BLACK COAL, THIN ICE (2014)
Written and directd by Yi’nan Diao
Mandarin language with English subtitles
The year is 1999 and body parts are being found throughout Northern China at coal factories, all at the same time. Suspecting two brothers who work in the coal industry, the police confront the duo but they die in a fire fight with the police officers. Five years later, body parts are once again being found across the district but with the origial suspects dead, the trail leads the police back to a widowed woman who’s husband was the chopped up victim from 1999. Having resorted to alcohol for comfort since being injured in the original case and having divorced his wife, struggling ex-detective Zhang decides to get close to widow Wu and find out the truth about the murders before more people meet a grisly end.
Black Coal, Thin Ice, or Bai ri yan huo as it is known in its native country, is an Asian crime thriller that looks towards the neo-noir genre for its gritty murder mystery elements. With much of the film set in the harsh, bitter winter months, there’s little time for the joys of spring as the film throws the viewer straight into the disturbing scenes, from witnessing a severed arm carried upon the back of a coal truck to an eyeball floating in a customer’s noodle soup in the town’s diner. Between these grisly scenes and the moments of despair, as former detective Zhang attempts to woo dry cleaning employee Wu, there’s very little to be happy or upbeat about. Although the film is quite sombre due to its deadly plot, it isn’t without a sprinkle of comedy. Whether it’s police officers literally leaping onto their suspects or Zhang falling onto the ice on the outdoor skating rink, there are moments that are sure to bring a smile to your face. However, it’s soon back to business as Zhang attempts to uncover the secrets behind the case which has seen many of Wu’s former boyfriends die in the cold frost with all evidence sterilised by the ice.

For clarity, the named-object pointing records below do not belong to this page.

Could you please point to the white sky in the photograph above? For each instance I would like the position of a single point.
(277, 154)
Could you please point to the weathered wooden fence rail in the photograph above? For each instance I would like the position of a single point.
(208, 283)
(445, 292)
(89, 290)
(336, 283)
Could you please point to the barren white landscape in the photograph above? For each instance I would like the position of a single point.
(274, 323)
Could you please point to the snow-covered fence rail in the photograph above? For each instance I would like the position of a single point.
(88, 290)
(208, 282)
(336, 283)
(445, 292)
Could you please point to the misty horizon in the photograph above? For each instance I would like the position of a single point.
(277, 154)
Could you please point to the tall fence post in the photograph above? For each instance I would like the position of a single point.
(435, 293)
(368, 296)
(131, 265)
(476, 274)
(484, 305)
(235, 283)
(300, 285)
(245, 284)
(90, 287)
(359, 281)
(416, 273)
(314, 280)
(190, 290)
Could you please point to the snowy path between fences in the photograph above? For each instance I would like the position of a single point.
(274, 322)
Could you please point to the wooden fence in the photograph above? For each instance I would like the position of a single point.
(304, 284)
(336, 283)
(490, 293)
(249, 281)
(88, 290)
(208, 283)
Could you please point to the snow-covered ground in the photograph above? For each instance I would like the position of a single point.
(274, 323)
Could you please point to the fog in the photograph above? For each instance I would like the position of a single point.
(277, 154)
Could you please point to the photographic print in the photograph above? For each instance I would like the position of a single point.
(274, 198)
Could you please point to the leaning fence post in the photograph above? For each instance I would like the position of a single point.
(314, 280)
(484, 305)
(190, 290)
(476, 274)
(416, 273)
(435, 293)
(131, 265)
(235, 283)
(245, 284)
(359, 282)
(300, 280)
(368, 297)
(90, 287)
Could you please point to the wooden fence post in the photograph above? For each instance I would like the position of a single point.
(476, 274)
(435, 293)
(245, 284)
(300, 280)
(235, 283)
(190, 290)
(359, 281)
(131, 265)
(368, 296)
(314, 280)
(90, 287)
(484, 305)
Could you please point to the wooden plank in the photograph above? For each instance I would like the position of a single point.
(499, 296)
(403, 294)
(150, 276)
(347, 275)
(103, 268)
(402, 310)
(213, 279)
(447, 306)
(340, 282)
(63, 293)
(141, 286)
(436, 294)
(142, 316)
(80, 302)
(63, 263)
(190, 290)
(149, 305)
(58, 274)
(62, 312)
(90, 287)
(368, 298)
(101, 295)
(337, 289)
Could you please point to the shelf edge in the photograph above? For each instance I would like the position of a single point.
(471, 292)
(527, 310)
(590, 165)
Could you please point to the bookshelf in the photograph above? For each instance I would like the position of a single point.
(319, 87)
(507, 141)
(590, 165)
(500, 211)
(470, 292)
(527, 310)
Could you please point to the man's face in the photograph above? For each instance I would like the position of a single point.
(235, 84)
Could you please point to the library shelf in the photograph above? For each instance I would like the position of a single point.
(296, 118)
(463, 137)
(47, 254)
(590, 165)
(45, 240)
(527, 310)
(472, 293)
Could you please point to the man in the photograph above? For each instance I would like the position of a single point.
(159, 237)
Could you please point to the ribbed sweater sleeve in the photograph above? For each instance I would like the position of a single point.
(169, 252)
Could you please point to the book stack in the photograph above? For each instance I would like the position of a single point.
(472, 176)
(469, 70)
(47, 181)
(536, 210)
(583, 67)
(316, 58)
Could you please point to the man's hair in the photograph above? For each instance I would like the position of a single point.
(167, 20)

The way Black Coal, Thin Ice is presented is very unrestricted in that it seems to follow its own beat. However, BLACK COAL, THIN ICE has a storyline that you can get involved with and still follow even if the scenes don’t exactly flow into one another as well as they could. The main plot to catch a killer is obvious and even though the route taken to tell the story is a bit wibbly wobbly, you can still work out the key moments that are unfolding on screen. The film is strikingly visual to watch with its frequent use of red lighting up the room. There’s quite a few scenes that feature red as well as other neon colours with a direct mention to the Daylight Fireworks Club, who’s name and flashing sign become quite a unique symbol for the film. Whilst these bright lights and strong colours certainly contrast the never-ending blue and white hue frost of the movie, there are many scenes of utmost beauty that have to be seen to be appreciated.
The film has a mixture of performances but Fan Liao is phenomenal as Zhang and really brings a likable personality to the determined, charming ex-copper. I wish I could share the same emphusiasm for Lun Mei Gwei as widow Wu, but her non-expressive face and lack of emotional character depth did nothing for me, even if it may have served the character well throughout.
Despite its slow meandering plot, Black Coal, Thin Ice certainly has its appeal with a striking style and presentation full of quirks.